L’armée nationale : 70 ans, leçons et enseignements à retenir.
L’Armée nationale fête aujourd’hui, 24 juin, ses 70 ans, ayant été fondée en 1956 au lendemain d’une indépendance durement conquise. Elle a participé aux opérations de maintien de la paix, spécialement déployées dans des zones de conflit en Afrique comme en Asie.
L’Armée nationale célèbre aujourd’hui, 24 juin, ses 70 ans. Fondée en 1956, au lendemain d’une indépendance difficilement acquise, elle a tracé l’histoire d’une institution militaire respectée. Au fil des années, elle est devenue le gardien des valeurs d’indépendance et de souveraineté, se sacrifiant pour la patrie.
La Presse — À tous les officiers, sous-officiers, soldats, femmes et hommes engagés avec volontarisme dans la défense nationale, la nation reconnaissante ! Des générations leur ont témoigné estime et considération. À ceux qui assurent notre paix et notre sécurité, des zones à risque à nos frontières, merci de nous avoir tant protégés. Du nord au sud de la Tunisie, ces hommes courageux n’ont pas peur de mourir pour la patrie. À ceux tombés en martyrs pour la liberté, après avoir servi tout un territoire libéré de l’occupant, nous rendons hommage.
Sentinelle des côtes et des frontières, l’Armée tunisienne mérite des éloges. Son dévouement, son patriotisme et son sens du sacrifice façonnent son identité. Ce credo militaire, ancré dans la culture, se transmet jour après jour, tant dans les esprits que dans les actions.
Cette grande muette est aujourd’hui un vivier de formation et de savoir-faire, offrant de nombreuses leçons et enseignements.
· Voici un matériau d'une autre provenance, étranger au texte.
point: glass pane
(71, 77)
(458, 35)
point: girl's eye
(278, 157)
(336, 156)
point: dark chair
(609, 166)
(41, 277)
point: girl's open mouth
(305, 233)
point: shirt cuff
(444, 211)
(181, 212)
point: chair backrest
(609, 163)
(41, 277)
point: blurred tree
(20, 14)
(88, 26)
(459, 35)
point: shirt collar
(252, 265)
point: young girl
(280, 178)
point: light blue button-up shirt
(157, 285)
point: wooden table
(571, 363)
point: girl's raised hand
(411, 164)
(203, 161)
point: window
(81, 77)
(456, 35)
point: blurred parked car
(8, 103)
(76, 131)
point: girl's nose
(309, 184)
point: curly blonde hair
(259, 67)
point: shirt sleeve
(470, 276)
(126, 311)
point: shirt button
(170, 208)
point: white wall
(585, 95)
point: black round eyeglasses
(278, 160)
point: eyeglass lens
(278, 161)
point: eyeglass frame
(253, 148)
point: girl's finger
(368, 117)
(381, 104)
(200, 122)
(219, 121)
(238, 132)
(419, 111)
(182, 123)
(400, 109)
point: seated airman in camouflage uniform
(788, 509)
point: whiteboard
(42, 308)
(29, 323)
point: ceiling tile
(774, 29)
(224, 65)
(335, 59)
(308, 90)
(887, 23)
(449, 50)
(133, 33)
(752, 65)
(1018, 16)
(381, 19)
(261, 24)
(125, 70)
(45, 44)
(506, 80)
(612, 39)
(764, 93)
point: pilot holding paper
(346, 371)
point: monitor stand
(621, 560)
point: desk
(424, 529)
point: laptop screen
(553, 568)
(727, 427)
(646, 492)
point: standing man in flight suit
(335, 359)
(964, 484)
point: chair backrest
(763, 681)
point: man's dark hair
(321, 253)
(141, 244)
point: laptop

Être un soldat, marqué par un engagement professionnel et moral, prêt à risquer sa vie, est un atout méritant des distinctions.
Avec soixante-dix ans d’existence, l’Armée a un parcours jalonné d’actions et d’interventions. Elle est le pilier de nombreux projets d’infrastructure, de la gestion des catastrophes et des secours. Le projet Rejim Maâtoug, réalisé dans le désert du sud tunisien pour améliorer les conditions de vie des citoyens, en est un exemple exemplaire.
À l’échelle internationale, notre armée reste fidèle à ses missions humanitaires, répondant toujours aux appels de l’ONU et participant activement aux opérations de maintien de la paix, notamment dans des zones de conflit en Afrique et en Asie. Cette expérience de solidarité militaire lui a conféré un statut privilégié.
L’Armée tunisienne s’ouvre de plus en plus aux réalités sociétales et a instauré une tradition de communication, lui permettant de mieux se faire connaître. Après 2011, elle a redéfini sa politique de défense en réponse à la menace terroriste, un enjeu majeur ayant touché le pays. Elle a su relever ce défi.
Cependant, malgré ces réussites, des faiblesses subsistent, notamment en matière de matériel, de logistique et de ressources humaines. Les campagnes de conscription menées cette année peinent à attirer de nouvelles recrues, car l’institution militaire semble manquer de fonds pour un plan de recrutement efficace. Le service national n’est plus un devoir obligatoire et la réticence à s’y engager est manifeste, sans que les raisons soient ici précisées.
En somme, il est indéniable que l’Armée nationale a demeuré, contre vents et marées, fidèle aux valeurs de la république, restant éloignée des conflits politiques ou idéologiques. Notre armée se consacre uniquement à la patrie.